Raggiungibile mediante l’ascensore panoramico che sale sotto la volta dell’arco, lo spazioso tetto dell’edificio offre un panorama notevole sull’intero centro di Parigi, capace di giustificare a pieno il prezzo di 15 euro per accedervi durante la propria visita cittadina.

L’arco costituisce dunque un perfetto esempio di opera architettonica multiuso, al tempo stesso decorativa e funzionale come doppia torre d’uffici, ad uso governativo e con ulteriori sale amministrative nel suo vasto sottoscala, sovrastato a distanza dagli spazi museali ed espositivi del suo “ponte” superiore.
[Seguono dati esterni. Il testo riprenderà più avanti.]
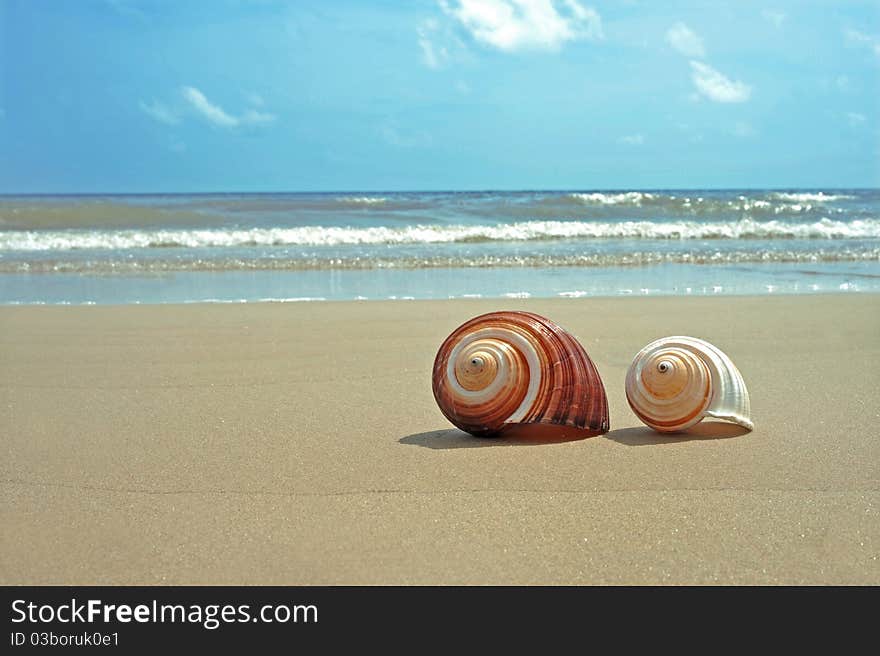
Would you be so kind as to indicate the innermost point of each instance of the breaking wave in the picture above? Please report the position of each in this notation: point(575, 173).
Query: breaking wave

Ma anche il monito di ciò a cui può condurre, nonostante le migliori intenzioni, la strada dettata dalla sempre incombente e difficilmente allontanabile tendenza allo hubris o tracotanza dei propri stessi propositi realizzativi.
Poiché la moderna civilizzazione, nonostante quello a cui mira, non può controllare i processi del grande Ciclo, ma soltanto domarli temporaneamente, secondo metodi e approcci che possano dirsi chiaramente definiti. E basta sempre un piccolo errore, perché il mondo ritorno quello che in fin dei conti, era sempre stato. Le ondeggianti rapide dello spazio-tempo eternamente pronte a ripristinare il passaggio preventivamente designato, non appena le dighe crollano e la pioggia ricomincia a cadere.